What are your inspirations & goals?: I have always had a passion for traveling. I’m hoping that one day I’ll travel the world taking photos and sharing them with anyone and everyone! Another goal of mine is to draft a poetry book. Whether it actually ever gets published is up to the cards, but I would love to write one for myself.
How would you impact the world?: I’m hopeful that my social science degree, once I transfer and get my degree, will provide me with the knowledge I need to help and reach those in need with passion and knowledge. With travel photography, I’ve always been interested in writing. The possibility that I could provide awareness or a voice for communities that go unnoticed is something that I have always felt passionate about. I want people to feel like they can make a difference whether if that’s on their own or through connections.

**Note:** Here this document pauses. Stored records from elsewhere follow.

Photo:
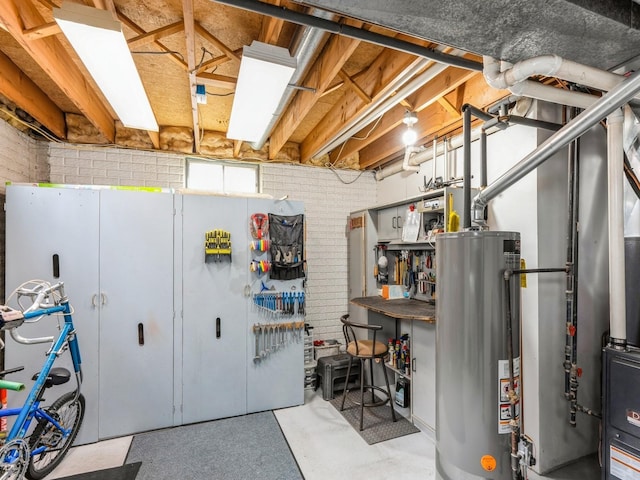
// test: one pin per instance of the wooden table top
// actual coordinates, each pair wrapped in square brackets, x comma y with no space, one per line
[404,308]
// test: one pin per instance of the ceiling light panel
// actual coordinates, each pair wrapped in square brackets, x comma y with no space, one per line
[265,72]
[99,42]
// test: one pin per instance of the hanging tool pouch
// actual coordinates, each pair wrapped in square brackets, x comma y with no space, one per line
[287,235]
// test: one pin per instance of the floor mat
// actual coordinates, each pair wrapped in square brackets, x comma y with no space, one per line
[238,448]
[378,424]
[124,472]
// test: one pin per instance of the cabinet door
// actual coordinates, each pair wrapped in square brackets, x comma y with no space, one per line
[136,311]
[277,380]
[42,222]
[423,379]
[214,360]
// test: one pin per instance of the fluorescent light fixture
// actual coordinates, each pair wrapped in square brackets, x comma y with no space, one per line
[99,42]
[265,72]
[410,136]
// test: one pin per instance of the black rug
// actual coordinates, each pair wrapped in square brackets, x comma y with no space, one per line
[238,448]
[124,472]
[378,424]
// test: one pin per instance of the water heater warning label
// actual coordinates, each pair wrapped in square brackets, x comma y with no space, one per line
[623,465]
[504,404]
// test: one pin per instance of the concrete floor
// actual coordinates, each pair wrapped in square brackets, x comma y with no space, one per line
[325,447]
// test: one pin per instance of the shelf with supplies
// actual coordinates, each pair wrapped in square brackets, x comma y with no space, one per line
[400,308]
[398,372]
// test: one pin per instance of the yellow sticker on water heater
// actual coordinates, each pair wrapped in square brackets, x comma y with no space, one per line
[488,463]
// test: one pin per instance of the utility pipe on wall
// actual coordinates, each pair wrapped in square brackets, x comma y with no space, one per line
[515,79]
[571,292]
[615,178]
[609,102]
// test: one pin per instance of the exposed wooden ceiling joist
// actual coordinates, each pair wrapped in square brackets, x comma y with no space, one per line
[204,33]
[441,85]
[190,34]
[157,44]
[21,90]
[375,82]
[53,58]
[336,52]
[155,35]
[433,120]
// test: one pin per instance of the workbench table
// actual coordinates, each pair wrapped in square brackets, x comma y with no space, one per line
[399,308]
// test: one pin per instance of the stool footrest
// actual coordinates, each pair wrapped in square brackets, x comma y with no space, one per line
[367,388]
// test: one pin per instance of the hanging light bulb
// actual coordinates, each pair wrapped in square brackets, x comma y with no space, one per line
[410,136]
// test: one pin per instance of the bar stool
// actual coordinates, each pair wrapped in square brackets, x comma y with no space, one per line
[366,350]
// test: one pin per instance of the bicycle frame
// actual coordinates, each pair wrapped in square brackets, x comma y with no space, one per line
[31,407]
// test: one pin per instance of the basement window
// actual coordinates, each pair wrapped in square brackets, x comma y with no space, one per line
[221,176]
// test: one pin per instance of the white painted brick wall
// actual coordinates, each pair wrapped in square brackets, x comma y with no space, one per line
[115,166]
[22,159]
[327,200]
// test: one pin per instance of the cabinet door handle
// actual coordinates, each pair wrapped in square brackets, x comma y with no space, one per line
[140,334]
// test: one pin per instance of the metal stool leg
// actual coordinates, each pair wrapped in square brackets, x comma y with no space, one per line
[346,383]
[362,362]
[386,380]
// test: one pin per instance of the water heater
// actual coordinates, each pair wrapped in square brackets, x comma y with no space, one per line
[472,362]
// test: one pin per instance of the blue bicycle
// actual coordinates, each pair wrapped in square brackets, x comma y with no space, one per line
[41,436]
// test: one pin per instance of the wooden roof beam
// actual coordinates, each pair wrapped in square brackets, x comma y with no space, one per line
[21,90]
[271,27]
[335,54]
[354,86]
[158,45]
[155,35]
[204,33]
[41,31]
[190,37]
[431,120]
[214,62]
[106,5]
[53,58]
[445,82]
[376,82]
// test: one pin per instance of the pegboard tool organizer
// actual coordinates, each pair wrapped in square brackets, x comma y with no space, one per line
[217,245]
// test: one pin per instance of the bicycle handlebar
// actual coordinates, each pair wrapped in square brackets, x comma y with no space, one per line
[40,306]
[41,293]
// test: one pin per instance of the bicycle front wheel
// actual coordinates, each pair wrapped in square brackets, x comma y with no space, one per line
[69,413]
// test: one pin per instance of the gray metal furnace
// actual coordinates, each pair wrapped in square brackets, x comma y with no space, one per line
[472,374]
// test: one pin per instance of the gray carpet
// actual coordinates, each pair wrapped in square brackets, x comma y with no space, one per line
[239,448]
[378,424]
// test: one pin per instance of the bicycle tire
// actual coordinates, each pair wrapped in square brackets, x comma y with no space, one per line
[67,412]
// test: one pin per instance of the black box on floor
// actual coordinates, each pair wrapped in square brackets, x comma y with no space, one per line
[402,392]
[332,372]
[621,413]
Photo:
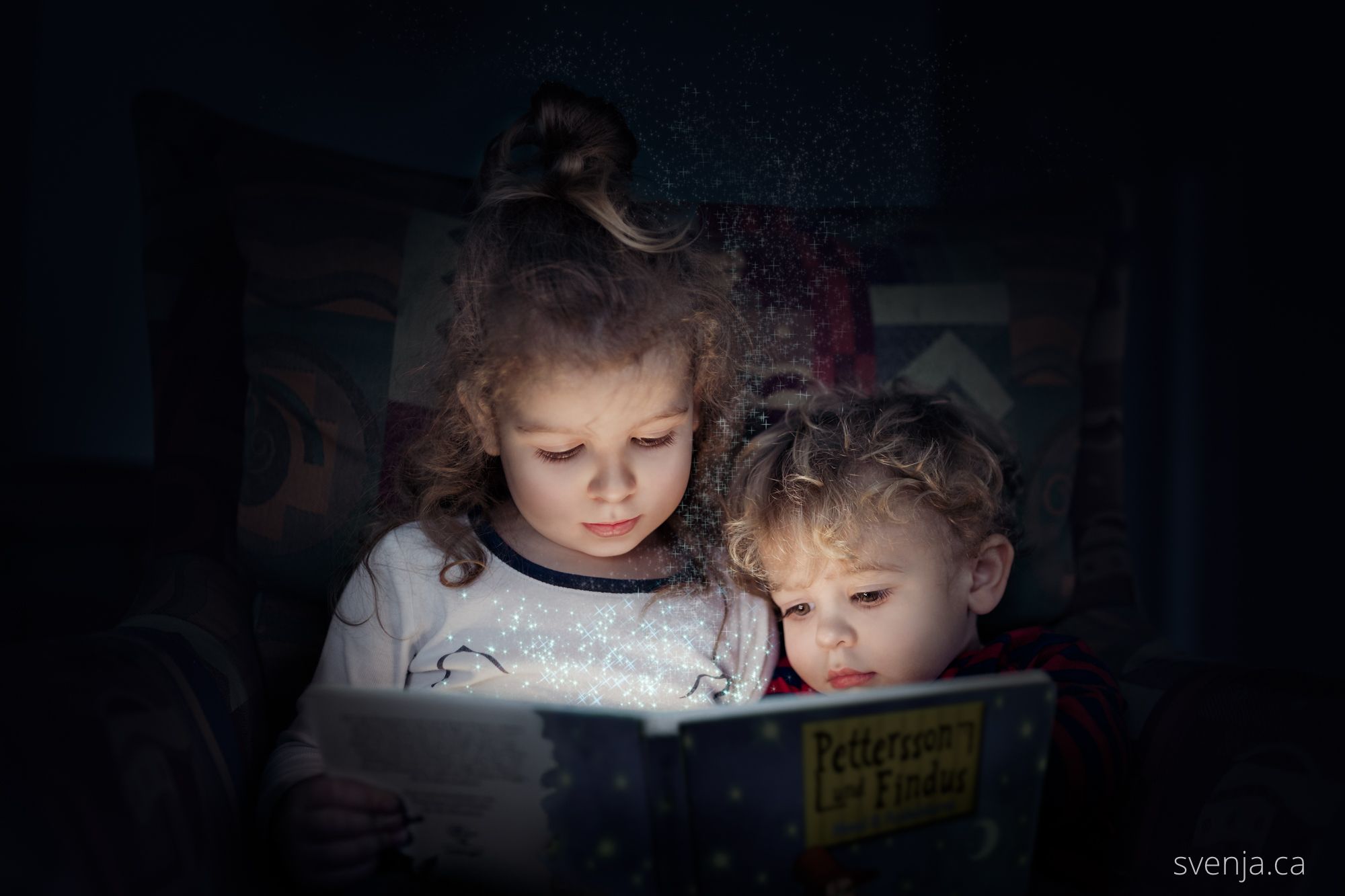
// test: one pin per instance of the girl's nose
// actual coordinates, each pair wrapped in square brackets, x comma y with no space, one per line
[835,630]
[613,482]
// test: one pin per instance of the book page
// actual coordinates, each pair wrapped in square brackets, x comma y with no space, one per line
[470,771]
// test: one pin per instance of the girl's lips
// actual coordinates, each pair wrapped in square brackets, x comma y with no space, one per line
[613,530]
[844,678]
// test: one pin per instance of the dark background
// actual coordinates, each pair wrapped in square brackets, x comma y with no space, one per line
[1231,482]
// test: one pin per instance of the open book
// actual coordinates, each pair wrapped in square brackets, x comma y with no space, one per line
[929,787]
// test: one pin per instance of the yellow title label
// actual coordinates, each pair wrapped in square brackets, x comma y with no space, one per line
[868,775]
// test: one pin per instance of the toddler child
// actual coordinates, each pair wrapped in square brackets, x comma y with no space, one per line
[559,522]
[883,528]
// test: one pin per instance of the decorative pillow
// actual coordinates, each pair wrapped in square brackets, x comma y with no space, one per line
[284,283]
[341,268]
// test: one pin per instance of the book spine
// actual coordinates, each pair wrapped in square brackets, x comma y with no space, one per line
[670,826]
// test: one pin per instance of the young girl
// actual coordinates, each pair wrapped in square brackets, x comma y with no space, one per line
[564,505]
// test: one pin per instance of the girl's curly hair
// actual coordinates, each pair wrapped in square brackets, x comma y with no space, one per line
[560,266]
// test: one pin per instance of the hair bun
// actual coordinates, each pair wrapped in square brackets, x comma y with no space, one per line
[576,132]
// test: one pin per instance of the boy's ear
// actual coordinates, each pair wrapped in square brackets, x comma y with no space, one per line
[991,573]
[484,421]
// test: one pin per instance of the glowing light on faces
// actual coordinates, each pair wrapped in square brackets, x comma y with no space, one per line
[900,614]
[597,460]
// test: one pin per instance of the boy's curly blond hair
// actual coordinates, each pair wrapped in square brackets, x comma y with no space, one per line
[844,460]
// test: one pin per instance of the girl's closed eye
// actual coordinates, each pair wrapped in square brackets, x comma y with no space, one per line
[556,456]
[662,442]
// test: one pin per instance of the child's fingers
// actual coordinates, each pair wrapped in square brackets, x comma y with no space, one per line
[336,822]
[353,794]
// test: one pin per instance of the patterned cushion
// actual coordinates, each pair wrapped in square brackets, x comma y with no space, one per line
[284,284]
[341,270]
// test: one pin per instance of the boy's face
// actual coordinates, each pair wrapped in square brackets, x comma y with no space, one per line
[902,614]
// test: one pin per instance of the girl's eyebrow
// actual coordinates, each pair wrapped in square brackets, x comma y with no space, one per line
[533,427]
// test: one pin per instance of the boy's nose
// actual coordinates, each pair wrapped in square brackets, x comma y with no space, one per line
[613,482]
[835,630]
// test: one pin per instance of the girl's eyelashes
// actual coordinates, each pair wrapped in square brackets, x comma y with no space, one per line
[656,443]
[558,456]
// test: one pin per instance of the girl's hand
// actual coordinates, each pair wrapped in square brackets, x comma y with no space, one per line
[329,831]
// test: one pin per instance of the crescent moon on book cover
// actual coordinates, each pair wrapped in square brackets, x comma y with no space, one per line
[992,831]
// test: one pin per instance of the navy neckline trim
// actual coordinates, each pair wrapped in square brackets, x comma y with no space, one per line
[514,560]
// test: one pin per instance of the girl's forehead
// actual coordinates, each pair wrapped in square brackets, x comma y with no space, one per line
[574,397]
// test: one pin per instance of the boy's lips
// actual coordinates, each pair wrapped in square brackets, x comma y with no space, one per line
[843,678]
[613,530]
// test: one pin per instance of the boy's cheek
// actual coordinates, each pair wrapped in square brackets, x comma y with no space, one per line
[804,657]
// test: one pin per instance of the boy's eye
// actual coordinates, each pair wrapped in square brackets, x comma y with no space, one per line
[656,443]
[556,456]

Struggles In Life? : I’ve struggled through abandonment and a dark perspective on love growing up as a Korean Adoptee and going through 2 parent divorces. I’ve suffered from depression since I was around 9 years old struggling with happiness, self acceptance and worth, and seeing what the point of life really was/is. I’ve been through abusive situations, both physical and emotional/mental, but I’ve always believed that you aren’t put through things you either can’t handle or aren’t meant to learn from. It’s all about growth, understanding, perspective, and forgiveness.
How do you feel about yourself? Any changes you would make? : I feel great about myself lately. It didn’t used to always be that way. I felt really insecure as a child growing up in a white family as an Asian, and all the boys liking white girls. I thought that that’s what the definition of beauty was, and I wasn’t that. I started getting acne at 10 years old, and still struggle with it lightly now, but it doesn’t bother me as much now. I wouldn’t make any changes. I wouldn’t want to change myself for anyone including myself. I was born in this body, and I developed a unique personality, and I wouldn’t want to change that because it makes me unique and who I am.
What does love mean to you?: Love, to me, is an intimate type of caring and selflessness where you want what’s best for the person, to see them grow, and will be real, but always support them. Love is when you care about someone and the things that affect them as much as the things that affect your own.